VENEZ VOIR (Jonas Trueba, 4 jan) LLL
Deux couples d'amis, qui s'étaient perdus de vue, se retrouvent lors d'une soirée concert à Madrid. L'un des couples annonce la venue prochaine d'un enfant, et leur installation à la campagne. Six mois plus tard, le couple de citadins leur rend visite... L'argument est mince, et le film est court, tout en étant une réussite plus importante qu'il n'y paraît. Jonas Trueba a réuni des interprètes qui faisaient déjà partie de ses opus précédents (notamment Itsaso Arana, l'héroïne du célébré Eva en août, et Vito Sanz, excellent dans la pépite Los Exiliados romanticos). Autant Eva en août pouvait paraître un peu étriqué dans une sociologie de petite bourgeoisie intellectuelle urbaine, autant Venez voir, pourtant dans le même milieu, se fait sous l'apparence badine un peu plus grave, dans les conversations inquiètes comme dans tout ce qui ne se dit pas (belle mise en scène et belle direction d'acteurs).

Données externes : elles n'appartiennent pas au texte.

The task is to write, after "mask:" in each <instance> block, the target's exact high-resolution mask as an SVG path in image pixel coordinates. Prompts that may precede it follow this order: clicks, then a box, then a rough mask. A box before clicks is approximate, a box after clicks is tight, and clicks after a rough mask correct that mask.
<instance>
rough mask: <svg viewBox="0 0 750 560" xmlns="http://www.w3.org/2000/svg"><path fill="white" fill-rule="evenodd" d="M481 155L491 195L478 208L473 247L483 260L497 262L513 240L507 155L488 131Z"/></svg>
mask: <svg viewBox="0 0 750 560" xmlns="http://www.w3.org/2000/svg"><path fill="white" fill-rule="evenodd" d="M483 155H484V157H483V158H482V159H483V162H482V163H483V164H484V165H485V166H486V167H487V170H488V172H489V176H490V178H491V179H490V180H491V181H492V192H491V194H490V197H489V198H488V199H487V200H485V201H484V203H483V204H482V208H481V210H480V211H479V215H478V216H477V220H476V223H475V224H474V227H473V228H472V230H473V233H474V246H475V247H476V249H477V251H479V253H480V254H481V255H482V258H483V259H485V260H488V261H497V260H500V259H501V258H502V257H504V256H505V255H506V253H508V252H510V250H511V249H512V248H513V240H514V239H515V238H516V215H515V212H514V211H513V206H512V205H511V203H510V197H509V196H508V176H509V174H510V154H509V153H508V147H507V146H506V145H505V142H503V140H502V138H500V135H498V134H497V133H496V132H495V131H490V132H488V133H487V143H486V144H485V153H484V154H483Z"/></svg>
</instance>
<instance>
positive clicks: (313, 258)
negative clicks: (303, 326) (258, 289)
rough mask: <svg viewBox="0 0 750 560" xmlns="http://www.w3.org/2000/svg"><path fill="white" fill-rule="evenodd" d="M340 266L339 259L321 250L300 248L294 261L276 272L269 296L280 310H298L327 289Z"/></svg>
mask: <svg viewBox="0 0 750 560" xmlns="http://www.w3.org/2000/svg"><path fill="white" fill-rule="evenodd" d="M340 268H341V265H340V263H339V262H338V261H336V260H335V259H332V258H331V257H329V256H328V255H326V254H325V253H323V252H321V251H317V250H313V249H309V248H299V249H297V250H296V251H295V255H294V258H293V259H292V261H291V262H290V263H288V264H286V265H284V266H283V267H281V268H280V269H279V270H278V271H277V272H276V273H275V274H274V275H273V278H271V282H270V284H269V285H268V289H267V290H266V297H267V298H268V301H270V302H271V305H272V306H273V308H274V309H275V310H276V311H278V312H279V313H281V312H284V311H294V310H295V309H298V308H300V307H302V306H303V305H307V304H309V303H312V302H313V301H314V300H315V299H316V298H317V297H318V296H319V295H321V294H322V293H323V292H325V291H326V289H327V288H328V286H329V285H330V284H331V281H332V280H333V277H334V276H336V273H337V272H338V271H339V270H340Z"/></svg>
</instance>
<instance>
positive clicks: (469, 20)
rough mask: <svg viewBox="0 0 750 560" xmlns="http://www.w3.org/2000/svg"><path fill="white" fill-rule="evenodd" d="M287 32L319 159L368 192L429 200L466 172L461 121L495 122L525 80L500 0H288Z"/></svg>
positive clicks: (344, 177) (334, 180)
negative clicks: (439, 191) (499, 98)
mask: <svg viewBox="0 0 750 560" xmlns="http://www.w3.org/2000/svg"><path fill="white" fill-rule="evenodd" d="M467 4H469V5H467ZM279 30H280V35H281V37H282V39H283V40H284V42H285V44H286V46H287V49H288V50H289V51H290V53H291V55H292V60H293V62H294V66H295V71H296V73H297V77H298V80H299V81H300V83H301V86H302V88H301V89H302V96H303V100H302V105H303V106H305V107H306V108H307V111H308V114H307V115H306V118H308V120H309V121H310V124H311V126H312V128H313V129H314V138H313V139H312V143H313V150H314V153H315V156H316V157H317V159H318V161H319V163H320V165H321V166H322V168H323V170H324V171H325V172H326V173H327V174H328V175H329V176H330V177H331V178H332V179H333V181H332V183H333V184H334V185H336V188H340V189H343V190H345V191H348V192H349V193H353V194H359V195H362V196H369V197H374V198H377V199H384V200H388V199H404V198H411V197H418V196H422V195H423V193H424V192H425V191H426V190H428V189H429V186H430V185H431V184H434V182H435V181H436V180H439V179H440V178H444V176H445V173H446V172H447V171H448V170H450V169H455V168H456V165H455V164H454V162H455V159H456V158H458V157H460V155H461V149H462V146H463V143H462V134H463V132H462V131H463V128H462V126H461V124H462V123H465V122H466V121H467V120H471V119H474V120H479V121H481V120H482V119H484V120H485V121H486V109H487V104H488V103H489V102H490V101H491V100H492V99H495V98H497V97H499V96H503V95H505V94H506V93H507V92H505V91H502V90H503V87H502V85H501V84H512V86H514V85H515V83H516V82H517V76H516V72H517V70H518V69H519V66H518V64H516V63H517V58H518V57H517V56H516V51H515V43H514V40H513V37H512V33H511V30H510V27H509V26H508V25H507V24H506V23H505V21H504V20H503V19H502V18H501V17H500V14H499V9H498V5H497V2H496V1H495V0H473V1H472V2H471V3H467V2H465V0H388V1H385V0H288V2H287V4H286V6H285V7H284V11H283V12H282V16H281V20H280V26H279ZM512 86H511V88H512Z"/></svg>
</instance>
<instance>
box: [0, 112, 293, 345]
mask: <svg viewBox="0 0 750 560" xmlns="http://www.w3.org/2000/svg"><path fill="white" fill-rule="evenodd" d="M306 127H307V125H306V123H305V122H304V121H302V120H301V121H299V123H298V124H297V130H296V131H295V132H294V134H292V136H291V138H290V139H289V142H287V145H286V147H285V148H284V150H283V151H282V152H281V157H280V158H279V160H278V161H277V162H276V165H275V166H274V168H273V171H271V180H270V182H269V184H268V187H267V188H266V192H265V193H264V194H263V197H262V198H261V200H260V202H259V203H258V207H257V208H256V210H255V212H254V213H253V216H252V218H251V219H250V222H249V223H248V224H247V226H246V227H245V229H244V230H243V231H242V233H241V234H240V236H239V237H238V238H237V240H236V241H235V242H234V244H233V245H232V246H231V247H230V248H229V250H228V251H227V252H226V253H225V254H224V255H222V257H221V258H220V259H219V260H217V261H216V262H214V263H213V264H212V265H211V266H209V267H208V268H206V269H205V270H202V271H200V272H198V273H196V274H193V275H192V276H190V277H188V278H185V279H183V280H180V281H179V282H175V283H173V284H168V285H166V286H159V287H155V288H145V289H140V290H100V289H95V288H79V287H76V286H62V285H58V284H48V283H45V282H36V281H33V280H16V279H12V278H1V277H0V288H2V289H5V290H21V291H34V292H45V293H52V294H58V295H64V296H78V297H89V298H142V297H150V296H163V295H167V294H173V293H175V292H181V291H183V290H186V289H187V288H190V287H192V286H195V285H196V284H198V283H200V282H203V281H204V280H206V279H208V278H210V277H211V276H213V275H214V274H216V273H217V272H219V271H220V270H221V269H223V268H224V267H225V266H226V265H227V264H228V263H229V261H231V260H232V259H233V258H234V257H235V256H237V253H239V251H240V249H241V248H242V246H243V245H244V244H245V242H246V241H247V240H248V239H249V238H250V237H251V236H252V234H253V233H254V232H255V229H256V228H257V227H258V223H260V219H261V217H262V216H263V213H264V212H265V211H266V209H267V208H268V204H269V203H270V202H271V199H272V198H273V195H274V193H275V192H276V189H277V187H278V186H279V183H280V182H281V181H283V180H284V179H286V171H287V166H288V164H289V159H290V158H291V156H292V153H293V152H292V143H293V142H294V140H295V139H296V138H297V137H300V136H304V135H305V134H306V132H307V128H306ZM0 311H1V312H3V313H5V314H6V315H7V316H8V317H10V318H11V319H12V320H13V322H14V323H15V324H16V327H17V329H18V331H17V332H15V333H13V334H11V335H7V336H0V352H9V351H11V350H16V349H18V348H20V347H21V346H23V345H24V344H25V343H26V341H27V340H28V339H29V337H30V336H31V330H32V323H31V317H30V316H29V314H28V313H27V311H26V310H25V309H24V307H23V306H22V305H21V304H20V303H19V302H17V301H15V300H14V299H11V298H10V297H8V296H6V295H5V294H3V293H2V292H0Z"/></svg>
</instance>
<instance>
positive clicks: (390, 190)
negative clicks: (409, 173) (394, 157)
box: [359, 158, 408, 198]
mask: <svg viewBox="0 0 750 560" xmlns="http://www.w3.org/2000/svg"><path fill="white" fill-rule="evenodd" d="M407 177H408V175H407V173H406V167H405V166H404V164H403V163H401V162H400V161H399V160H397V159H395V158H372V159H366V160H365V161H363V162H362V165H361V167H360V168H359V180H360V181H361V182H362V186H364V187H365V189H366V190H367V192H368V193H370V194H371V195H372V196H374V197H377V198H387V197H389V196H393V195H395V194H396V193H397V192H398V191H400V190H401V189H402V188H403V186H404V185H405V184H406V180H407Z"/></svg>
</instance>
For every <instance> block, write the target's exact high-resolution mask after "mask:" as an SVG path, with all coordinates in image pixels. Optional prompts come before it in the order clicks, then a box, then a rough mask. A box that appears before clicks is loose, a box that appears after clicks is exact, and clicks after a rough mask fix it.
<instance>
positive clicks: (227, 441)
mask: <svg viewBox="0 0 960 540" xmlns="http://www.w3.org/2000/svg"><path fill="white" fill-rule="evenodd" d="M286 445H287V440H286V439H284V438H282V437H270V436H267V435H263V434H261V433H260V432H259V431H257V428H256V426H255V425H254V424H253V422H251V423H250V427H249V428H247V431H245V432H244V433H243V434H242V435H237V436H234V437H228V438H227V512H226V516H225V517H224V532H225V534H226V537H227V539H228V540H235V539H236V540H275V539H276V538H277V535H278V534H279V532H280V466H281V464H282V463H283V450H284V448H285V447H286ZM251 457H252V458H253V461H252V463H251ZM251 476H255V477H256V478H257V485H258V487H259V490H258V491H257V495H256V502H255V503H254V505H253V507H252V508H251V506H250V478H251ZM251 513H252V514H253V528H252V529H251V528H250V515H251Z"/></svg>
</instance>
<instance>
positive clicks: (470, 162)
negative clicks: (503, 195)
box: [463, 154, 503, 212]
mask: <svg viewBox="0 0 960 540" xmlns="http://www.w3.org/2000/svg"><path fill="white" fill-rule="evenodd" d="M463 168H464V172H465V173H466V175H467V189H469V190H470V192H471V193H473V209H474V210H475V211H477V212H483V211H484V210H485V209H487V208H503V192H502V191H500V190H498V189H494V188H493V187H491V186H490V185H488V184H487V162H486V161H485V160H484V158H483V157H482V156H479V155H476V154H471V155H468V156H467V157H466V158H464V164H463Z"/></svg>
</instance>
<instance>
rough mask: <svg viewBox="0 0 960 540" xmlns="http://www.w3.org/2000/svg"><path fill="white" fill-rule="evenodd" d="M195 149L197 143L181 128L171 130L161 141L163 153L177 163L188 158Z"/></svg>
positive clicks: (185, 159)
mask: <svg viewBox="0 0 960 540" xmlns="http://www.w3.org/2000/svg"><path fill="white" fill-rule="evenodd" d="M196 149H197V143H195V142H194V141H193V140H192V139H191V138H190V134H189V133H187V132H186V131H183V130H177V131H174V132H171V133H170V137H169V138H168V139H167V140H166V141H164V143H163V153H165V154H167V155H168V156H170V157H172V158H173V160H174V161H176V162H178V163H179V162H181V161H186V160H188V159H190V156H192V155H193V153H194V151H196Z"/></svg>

POUR LA FRANCE (Rachid Hami, 8 fév) LLL
Aïssa, qui venait d'intégrer l'école militaire Saint-Cyr, est retrouvé noyé après un "bahutage" (selon l'institution, comprendre "bizutage"). Ismaël, son grand frère, tente d'y voir plus clair et de défendre l'honneur d'Aïssa. Le film, inspiré par l'affaire Jallal Hami (le propre frère du réalisateur, mort dans les mêmes circonstances en 2012), se concentre sur les premiers jours suivant le décès, pendant lesquelles la famille tente d'offrir la meilleure cérémonie d'hommage à Aïssa. Mais au gré des souvenirs d'Ismaël, le film se fait ample, entre un début d'enfance commune à Alger et une confrontation entre les deux frères à Taïwan, où le cadet poursuivait de brillantes études. Rachid Hami a bien dirigé ses remarquables interprètes (Karim Leklou, Shaïn Boumedine, Lubna Azabal...). Son film n'est pas un pamphlet, mais est assez éloquent face à la Grande Muette...
NOSTALGIA (Mario Martone, 4 jan) LLL
Après de longues années passées faire carrière à l'étranger, Felice, un homme dans la cinquantaine, revient à Naples, sa ville natale, auprès de sa mère gravement malade. Sur place, il repense à Oreste, son mystérieux ami d'enfance devenu figure du milieu local... Le film est loin d'être maladroit dans la mise en scène, avec ses longs plans de déambulations dans la ville (qui sont tout sauf touristiques). Mais le plus réussi reste le personnage de Felice, incarné par le grand acteur Pierfrancesco Favino, qui rate une nouvelle fois de peu le prix d'interprétation à Cannes, après son rôle non moins marquant dans Le Traître de Marco Bellocchio.
ASHKAL, L'ENQUÊTE DE TUNIS (Youssef Chebbi, 25 jan) LLL
Dans un quartier en friche de Tunis, qui était destiné à devenir un quartier d'affaires avant la chute du régime de Ben Ali, un homme est retrouvé mort brûlé. Curieusement, il ne semble pas s'être débattu. Deux policiers, un homme et une femme, tentent d'élucider le mystère... Pour son premier long métrage, Youssef Chebbi a opté pour le polar : formellement, certaines scènes témoignent de la maîtrise du genre cinématographique, mais derrière l'enquête se dressent petit à petit d'autres enjeux, comme si au fond elle n'était qu'un prétexte pour prendre, au moins de manière métaphorique, le pouls de la société et des institutions tunisiennes, et de la transition espérée vers la démocratie.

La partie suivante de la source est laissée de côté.